Marlowe laughed. “Mix-up? I don’t think so.” He’d apparently recovered from the singeing, although I noticed that he stayed a little farther back than before. There were tiny burn marks on his hose, the size of pinpricks, that I could swear hadn’t been there earlier. “She’s guilty as hell.”
Tami had recovered enough from the initial shock to send him a pretty good glare. It looked real familiar, maybe because I’d been on the receiving end of a carbon copy very recently. “Jesse! He’s your son, isn’t he?” I would have gotten it before, only she hadn’t had a kid of her own when I knew her. Or, at least, she hadn’t mentioned one.
Tami’s head jerked back to me. “Where is
he? Is he all right? Are the others—”
“They’re fine. They showed up a few days ago. I have them somewhere safe.”
“Oh.” She visibly sagged, and for a moment I thought she was going to end up on the floor. But she recovered in time to give me a hug that forced whatever air Augustine’s contraption had left me out of my lungs. “Thank you, Cassie!”
“It’s no big deal,” I gasped. “You did the same thing for me once, if I remember. Although next time it would be kind of nice to get, oh, a phone call? You knew where I was.”
“But not what you’d say. And it’s easier to ask forgiveness than permission.”
“You know me better than that!” I couldn’t believe she’d actually thought I’d say no.

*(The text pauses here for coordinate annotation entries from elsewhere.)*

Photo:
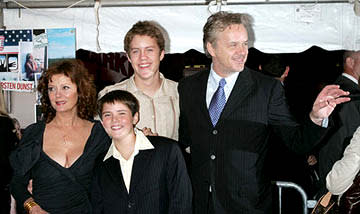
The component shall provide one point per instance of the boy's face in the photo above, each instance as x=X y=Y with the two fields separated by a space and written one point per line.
x=145 y=56
x=118 y=121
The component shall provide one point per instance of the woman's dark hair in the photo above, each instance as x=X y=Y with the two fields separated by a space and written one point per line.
x=75 y=70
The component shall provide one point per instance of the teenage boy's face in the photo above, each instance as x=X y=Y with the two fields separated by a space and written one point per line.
x=118 y=121
x=145 y=56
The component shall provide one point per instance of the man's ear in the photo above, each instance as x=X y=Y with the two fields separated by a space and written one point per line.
x=210 y=49
x=136 y=118
x=162 y=54
x=127 y=55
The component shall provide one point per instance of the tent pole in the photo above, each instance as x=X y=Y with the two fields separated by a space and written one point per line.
x=9 y=4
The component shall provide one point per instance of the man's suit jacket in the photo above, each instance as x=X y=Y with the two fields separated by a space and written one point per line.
x=159 y=183
x=346 y=118
x=230 y=156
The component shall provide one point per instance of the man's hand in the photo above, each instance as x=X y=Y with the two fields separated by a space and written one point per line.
x=326 y=101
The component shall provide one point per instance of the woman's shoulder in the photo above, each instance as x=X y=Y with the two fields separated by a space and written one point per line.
x=160 y=142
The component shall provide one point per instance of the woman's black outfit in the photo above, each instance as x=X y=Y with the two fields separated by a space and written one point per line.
x=55 y=188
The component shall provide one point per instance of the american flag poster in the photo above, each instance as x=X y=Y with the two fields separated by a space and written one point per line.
x=25 y=54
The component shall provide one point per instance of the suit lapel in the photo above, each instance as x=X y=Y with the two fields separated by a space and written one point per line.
x=202 y=87
x=141 y=162
x=242 y=88
x=113 y=167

“I used to know you better than that,” she corrected. “But times change. You got out of that life. Made a new start. And besides, paranoia is a damned useful quality.” We said the last together, laughing in spite of everything, because it had been the Misfit mantra that Tami had drilled into our heads practically every day.
Tami quickly sobered, however. “I was so worried, Cassie…the war mages wouldn’t tell me anything, and I didn’t know…Jesse’s smart, but so many things could have gone wrong and I—”

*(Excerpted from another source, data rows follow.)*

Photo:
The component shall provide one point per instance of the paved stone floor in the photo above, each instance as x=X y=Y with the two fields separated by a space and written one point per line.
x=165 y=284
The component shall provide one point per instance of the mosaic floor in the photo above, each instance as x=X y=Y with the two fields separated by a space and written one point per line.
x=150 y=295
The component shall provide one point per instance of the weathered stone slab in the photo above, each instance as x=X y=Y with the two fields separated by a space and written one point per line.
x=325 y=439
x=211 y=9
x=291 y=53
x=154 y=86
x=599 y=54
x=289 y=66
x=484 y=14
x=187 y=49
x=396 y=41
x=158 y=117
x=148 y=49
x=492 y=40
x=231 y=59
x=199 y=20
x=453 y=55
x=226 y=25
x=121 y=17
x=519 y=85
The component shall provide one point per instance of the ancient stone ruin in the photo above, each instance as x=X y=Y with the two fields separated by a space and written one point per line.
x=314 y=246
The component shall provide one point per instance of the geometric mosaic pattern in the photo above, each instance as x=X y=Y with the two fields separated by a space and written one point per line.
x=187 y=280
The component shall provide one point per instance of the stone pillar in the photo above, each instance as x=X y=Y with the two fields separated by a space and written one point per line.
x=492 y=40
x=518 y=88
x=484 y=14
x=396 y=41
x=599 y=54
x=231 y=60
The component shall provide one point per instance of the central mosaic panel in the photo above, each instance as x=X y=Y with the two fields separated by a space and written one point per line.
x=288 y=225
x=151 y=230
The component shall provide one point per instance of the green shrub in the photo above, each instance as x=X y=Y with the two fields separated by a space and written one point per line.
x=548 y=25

“Nothing went wrong.” I grinned ruefully. “Except that he wouldn’t tell me anything, either. Not that it surprises me now. He’s his mamma’s boy. Only I didn’t know you had a son.”

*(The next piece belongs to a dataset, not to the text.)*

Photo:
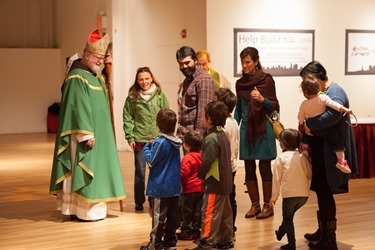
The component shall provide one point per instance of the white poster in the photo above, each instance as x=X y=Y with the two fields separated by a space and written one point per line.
x=281 y=52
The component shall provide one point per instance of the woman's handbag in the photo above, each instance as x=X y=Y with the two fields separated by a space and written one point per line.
x=274 y=118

“I didn’t plan to get pregnant. When I found out, I hid it, and when Jesse was born…I had a talk with his father and he agreed to take him. His wife couldn’t have kids, and he somehow persuaded her to swear the baby was hers. We thought that, as long as Jesse took after him and didn’t show any signs of, of anything, he could get an apprenticeship one day, have a normal life. But when he was eleven—” she swallowed. “There started to be all these fires.”